## Precalculus (6th Edition) Blitzer

We use mathematical induction as follows: Statement ${{S}_{1}}$ is ${{S}_{1}}:4$ We are solving the right side as, \begin{align} & 2n\left( n+1 \right)=2\left( 1 \right)\left( 1+1 \right) \\ & =2\left( 2 \right) \\ & =4 \end{align} This statement shows that ${{S}_{1}}$ is true. Suppose ${{S}_{k}}$ is true.
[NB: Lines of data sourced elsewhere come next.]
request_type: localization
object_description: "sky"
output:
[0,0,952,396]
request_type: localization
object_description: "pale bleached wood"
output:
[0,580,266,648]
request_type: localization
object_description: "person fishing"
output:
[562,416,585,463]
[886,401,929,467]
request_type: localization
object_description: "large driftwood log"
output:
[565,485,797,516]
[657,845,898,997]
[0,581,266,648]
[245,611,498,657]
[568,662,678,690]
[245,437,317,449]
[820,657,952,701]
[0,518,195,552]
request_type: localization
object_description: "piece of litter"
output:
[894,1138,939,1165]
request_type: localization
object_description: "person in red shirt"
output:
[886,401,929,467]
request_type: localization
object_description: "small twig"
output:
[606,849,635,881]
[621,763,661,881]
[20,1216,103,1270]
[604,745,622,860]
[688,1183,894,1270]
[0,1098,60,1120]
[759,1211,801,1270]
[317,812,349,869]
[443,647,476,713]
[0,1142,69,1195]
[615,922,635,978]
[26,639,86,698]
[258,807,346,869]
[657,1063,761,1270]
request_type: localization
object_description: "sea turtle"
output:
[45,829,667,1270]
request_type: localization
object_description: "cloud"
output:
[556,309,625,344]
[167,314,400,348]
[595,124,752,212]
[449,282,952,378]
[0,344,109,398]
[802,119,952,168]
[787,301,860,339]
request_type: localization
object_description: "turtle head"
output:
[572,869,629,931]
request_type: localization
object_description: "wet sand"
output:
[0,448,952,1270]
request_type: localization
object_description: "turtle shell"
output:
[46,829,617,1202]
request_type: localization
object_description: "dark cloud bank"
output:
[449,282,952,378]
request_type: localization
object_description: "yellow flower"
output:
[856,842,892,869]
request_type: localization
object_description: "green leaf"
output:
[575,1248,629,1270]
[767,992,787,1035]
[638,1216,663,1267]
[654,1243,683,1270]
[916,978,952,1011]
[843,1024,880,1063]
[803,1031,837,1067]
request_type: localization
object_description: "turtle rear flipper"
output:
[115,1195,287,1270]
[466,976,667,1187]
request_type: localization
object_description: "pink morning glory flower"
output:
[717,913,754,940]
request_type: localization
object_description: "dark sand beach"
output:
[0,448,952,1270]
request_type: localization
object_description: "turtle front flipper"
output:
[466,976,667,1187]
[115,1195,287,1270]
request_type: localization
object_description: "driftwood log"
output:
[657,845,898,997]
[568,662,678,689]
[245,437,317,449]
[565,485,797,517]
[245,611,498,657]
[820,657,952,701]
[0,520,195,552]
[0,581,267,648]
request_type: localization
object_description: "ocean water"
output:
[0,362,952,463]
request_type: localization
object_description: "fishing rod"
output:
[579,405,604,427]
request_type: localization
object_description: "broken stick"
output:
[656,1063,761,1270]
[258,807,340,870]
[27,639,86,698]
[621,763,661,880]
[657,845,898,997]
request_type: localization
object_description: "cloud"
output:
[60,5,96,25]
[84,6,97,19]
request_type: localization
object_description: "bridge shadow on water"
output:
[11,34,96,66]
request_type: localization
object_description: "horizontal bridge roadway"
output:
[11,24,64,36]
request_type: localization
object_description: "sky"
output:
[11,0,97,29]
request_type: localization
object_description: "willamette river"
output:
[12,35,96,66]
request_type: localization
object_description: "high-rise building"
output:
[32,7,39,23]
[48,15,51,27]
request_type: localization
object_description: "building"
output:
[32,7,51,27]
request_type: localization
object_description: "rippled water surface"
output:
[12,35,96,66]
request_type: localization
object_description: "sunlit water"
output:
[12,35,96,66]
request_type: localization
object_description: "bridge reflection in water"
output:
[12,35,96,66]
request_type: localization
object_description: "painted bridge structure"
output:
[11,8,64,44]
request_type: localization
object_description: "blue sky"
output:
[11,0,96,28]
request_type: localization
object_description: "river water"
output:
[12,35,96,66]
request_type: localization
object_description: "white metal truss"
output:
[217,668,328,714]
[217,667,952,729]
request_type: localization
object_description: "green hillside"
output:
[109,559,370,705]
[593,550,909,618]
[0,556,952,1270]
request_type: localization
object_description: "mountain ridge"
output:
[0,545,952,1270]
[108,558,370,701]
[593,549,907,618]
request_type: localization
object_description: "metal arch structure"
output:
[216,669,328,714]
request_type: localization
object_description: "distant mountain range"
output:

Using ${{S}_{k}},{{S}_{k+1}}$ from the expression, \begin{align} & {{S}_{k}}:4+8+12+...+4k=2k\left( k+1 \right) \\ & \text{ }=2{{k}^{2}}+2 \\ \end{align} Then we have ${{S}_{k+1}}$ ${{S}_{k+1}}:$ \begin{align} & 4+8+12+...+4\left( k+1 \right)=2\left( k+1 \right)\left( k+1+1 \right) \\ & =2\left( k+1 \right)\left( k+2 \right) \\ & =2\left( {{k}^{2}}+k+2k+2 \right) \\ & =\left( 2{{k}^{2}}+6k+4 \right) \end{align} Solving further \begin{align} & 4+8+12+...+4\left( k+1 \right)=2\left( {{k}^{2}}+3k+1 \right)+2 \\ & =2{{\left( k+1 \right)}^{2}}+2 \end{align} Thus, ${{S}_{k+1}}$ is true. The result ${{S}_{n}}:4+8+12+...+4n=2n\left( n+1 \right)$ is true by mathematical induction. Hence, the provided statement is proved by mathematical induction.